For sites that require a browser to render content:

response = requests.get(
    "http://api.scraperapi.com",
    params={
        "api_key": API_KEY,
        "url": "https://spa-website.com",
        "render": "true",
    },
    timeout=90,
)

Geographic Targeting

Get results as seen from a specific country:

response = requests.get(
    "http://api.scraperapi.com",
    params={
        "api_key": API_KEY,
        "url": "https://example.com",
        "country_code": "us",
    },
)

Session Stickiness

Maintain the same IP across multiple requests using session numbers:

# All requests with the same session number use the same IP
for page in range(1, 6):
    response = requests.get(
        "http://api.scraperapi.com",
        params={
            "api_key": API_KEY,
            "url": f"https://example.com/page/{page}",
            "session_number": "12345",
        },
    )
    print(f"Page {page}: {response.status_code}")

Using with Scrapy

# settings.py
SCRAPEOPS_API_KEY = "YOUR_SCRAPERAPI_KEY"

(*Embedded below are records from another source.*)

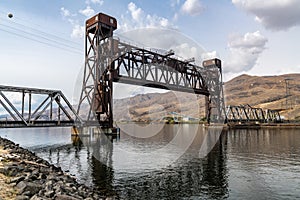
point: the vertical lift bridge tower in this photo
(101, 52)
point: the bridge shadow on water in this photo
(188, 177)
(96, 160)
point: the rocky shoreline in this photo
(23, 175)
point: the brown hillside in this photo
(264, 92)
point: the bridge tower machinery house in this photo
(109, 60)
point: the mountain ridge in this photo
(281, 92)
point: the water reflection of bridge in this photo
(189, 176)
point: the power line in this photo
(40, 36)
(45, 43)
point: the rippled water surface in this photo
(173, 163)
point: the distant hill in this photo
(266, 92)
(257, 91)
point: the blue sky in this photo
(43, 44)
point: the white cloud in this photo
(209, 55)
(273, 14)
(78, 31)
(244, 51)
(192, 7)
(88, 11)
(136, 13)
(100, 2)
(64, 12)
(175, 3)
(139, 19)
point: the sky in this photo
(42, 45)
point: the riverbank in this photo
(23, 175)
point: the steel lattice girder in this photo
(36, 107)
(244, 113)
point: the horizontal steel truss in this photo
(35, 108)
(143, 67)
(246, 113)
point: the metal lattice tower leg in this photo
(95, 102)
(215, 101)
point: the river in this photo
(175, 161)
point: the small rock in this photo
(21, 197)
(32, 188)
(17, 179)
(65, 197)
(49, 194)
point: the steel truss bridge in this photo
(109, 60)
(246, 113)
(29, 107)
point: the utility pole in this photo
(287, 91)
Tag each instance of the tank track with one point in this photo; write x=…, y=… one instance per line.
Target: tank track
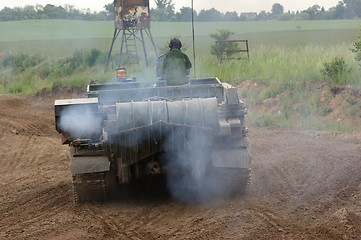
x=89, y=187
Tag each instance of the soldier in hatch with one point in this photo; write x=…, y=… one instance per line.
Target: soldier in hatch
x=175, y=64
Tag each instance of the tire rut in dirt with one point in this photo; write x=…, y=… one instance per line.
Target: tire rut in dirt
x=89, y=187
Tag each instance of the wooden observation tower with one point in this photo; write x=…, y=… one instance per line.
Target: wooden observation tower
x=132, y=21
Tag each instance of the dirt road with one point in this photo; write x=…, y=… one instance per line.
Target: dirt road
x=305, y=185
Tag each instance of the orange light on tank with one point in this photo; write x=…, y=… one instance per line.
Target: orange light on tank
x=121, y=73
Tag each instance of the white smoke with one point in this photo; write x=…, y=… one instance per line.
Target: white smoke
x=80, y=122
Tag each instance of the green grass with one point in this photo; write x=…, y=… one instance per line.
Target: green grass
x=285, y=61
x=60, y=38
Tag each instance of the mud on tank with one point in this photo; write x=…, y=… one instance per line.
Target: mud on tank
x=123, y=133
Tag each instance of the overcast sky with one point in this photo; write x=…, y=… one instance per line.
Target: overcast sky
x=221, y=5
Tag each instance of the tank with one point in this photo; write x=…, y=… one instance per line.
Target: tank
x=193, y=135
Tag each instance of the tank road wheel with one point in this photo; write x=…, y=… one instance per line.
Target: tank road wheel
x=89, y=187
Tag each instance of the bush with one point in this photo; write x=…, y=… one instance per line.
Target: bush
x=336, y=70
x=222, y=47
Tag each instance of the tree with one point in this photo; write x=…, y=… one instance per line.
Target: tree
x=109, y=8
x=211, y=15
x=262, y=16
x=313, y=11
x=353, y=8
x=277, y=9
x=231, y=16
x=185, y=14
x=8, y=14
x=164, y=10
x=339, y=11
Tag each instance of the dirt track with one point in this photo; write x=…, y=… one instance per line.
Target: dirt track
x=305, y=185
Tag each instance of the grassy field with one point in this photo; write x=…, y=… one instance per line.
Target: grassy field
x=285, y=57
x=59, y=38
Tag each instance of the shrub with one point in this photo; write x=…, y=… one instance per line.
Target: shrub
x=336, y=70
x=220, y=48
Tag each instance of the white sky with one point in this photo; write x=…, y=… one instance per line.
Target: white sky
x=221, y=5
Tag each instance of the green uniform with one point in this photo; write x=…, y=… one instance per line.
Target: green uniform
x=174, y=67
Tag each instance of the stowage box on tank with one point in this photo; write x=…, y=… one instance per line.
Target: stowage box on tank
x=123, y=133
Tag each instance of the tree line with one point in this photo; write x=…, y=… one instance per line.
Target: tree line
x=165, y=11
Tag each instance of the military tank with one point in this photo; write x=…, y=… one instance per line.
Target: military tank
x=122, y=133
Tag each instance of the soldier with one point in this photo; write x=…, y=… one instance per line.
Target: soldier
x=175, y=64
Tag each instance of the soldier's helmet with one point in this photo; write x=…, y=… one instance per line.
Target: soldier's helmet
x=175, y=43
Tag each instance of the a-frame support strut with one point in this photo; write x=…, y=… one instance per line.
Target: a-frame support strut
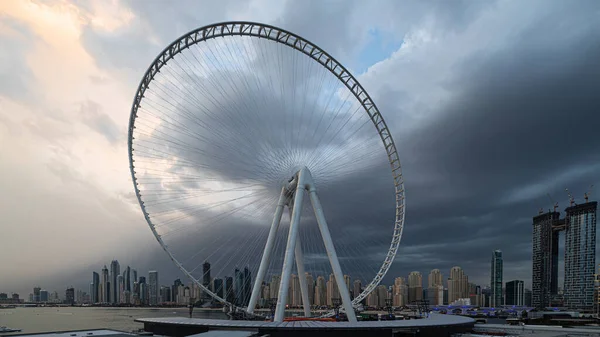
x=293, y=194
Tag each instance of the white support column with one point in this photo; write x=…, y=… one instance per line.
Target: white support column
x=264, y=263
x=333, y=259
x=288, y=260
x=302, y=278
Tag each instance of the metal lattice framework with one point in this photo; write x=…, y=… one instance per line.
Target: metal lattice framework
x=240, y=28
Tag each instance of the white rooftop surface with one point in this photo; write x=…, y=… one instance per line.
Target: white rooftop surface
x=433, y=320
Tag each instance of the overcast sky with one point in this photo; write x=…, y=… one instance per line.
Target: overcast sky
x=492, y=104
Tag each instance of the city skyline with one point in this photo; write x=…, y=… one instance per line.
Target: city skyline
x=435, y=288
x=452, y=108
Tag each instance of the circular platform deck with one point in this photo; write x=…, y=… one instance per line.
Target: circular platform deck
x=435, y=325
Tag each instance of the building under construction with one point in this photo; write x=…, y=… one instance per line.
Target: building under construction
x=579, y=227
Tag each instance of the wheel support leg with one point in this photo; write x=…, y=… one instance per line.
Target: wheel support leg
x=264, y=263
x=331, y=253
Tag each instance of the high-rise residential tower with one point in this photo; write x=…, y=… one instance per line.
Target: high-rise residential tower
x=399, y=292
x=357, y=289
x=580, y=256
x=544, y=280
x=36, y=294
x=95, y=288
x=153, y=288
x=515, y=293
x=127, y=278
x=310, y=282
x=104, y=291
x=458, y=284
x=415, y=287
x=496, y=279
x=115, y=271
x=435, y=288
x=206, y=279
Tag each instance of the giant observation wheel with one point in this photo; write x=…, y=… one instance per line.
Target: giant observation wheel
x=229, y=124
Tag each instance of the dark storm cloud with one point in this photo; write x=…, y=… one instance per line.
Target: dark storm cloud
x=523, y=116
x=522, y=121
x=519, y=115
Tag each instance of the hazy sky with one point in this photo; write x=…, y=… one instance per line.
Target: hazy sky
x=493, y=105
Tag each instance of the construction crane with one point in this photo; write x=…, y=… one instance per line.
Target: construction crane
x=571, y=199
x=555, y=203
x=587, y=194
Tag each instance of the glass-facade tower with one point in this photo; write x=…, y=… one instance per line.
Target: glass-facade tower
x=544, y=279
x=496, y=279
x=580, y=256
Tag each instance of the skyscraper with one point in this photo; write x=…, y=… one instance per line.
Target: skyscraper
x=515, y=293
x=399, y=292
x=247, y=286
x=580, y=256
x=310, y=281
x=295, y=291
x=382, y=295
x=458, y=284
x=153, y=288
x=332, y=290
x=415, y=286
x=274, y=286
x=238, y=286
x=127, y=278
x=206, y=279
x=70, y=296
x=229, y=293
x=36, y=294
x=496, y=279
x=95, y=287
x=357, y=289
x=104, y=298
x=321, y=291
x=218, y=287
x=544, y=280
x=435, y=288
x=115, y=271
x=43, y=296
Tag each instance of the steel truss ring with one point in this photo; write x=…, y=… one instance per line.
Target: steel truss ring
x=253, y=29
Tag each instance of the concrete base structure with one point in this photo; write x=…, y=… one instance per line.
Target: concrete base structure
x=435, y=325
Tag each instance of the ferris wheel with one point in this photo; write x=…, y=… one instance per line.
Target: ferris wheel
x=265, y=170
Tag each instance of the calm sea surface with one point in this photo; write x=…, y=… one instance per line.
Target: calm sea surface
x=31, y=320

DOWNLOADER_MIDDLEWARES = {
    "scrapy.downloadermiddlewares.httpproxy.HttpProxyMiddleware": 110,
}

# In your spider
def start_requests(self):
    api_key = self.settings.get("SCRAPEOPS_API_KEY")
    target = "https://example.com"
    url = f"http://api.scraperapi.com?api_key={api_key}&url={target}"
    yield scrapy.Request(url=url, callback=self.parse)

Pricing Considerations

Free tier: 5,000 credits/month
JavaScript rendering costs 10 credits per request (vs 1 for standard)
Residential proxies cost 25 credits per request
Monitor your usage at the ScraperAPI dashboard

ScraperAPI is an excellent choice when you want to focus on data extraction rather than anti-bot infrastructure.